Speaking to The Washington Times, Callister said the response he got was all the more shocking because the two patients he wanted to transfer to other hospitals were not terminal cases, but would die without the needed treatment.

He said this only goes to show that insurance companies prefer to provide lethal medicine, because they find that cheaper, than cover treatment.

"As much as most insurance companies try to come across as your best friend—they want to do whatever the least costly thing is—it's a lot cheaper to grab a couple drugs to kill you than it is to provide you life-sustaining therapy," Callister said in the video.

Stephanie Packer, a California mother of four who has been diagnosed with terminal scleroderma, also had an encounter with such a remorseless insurance company, Christian News Network earlier reported.
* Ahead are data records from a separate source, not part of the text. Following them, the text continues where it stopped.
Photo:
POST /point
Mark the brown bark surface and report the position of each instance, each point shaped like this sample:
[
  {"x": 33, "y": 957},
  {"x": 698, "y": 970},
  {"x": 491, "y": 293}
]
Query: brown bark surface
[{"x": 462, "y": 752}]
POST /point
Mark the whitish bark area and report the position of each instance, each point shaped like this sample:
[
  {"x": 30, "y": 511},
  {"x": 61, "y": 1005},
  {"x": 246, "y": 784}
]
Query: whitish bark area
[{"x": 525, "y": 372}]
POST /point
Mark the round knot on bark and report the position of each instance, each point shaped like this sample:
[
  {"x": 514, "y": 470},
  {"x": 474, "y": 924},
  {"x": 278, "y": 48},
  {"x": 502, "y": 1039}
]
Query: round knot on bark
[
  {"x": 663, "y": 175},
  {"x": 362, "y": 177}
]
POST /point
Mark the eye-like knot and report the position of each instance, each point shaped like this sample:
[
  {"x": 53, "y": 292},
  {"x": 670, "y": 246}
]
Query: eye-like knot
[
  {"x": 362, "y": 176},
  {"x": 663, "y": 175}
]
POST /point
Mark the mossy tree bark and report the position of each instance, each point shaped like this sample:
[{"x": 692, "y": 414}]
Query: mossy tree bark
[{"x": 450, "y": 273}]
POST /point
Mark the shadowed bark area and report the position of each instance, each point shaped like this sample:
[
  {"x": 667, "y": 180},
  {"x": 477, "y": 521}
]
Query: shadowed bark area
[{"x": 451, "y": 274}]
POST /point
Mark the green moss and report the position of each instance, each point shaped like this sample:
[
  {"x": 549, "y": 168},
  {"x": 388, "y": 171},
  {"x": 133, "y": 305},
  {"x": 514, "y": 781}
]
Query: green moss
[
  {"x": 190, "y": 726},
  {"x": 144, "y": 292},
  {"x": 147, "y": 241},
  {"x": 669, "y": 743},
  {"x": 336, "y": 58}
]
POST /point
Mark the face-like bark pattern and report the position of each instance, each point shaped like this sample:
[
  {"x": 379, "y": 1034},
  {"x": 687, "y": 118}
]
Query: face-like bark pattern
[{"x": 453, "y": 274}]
In a recording she made last October after California legalized assisted suicide, Packer said her insurance company declined to pay for her new chemotherapy medicine, but said suicide pills would be covered.

"[W]hen the law was passed, it was a week later I received a letter in the mail saying they were going to deny coverage for the chemotherapy that we were asking for," she said.

When she asked why, "they kind of gave me this roundabout story, and I wasn't really getting clear answers," she recalled.

"So, I said, 'Well, what about the drugs they are using for the new [assisted suicide] law? ... Would you cover that for me?'"

She said what the insurance representative told her "hit me in the gut." The representative said: "Yes, we do provide that [assisted suicide medicine] to our patients, and you would only have to pay $1.20 for the medication."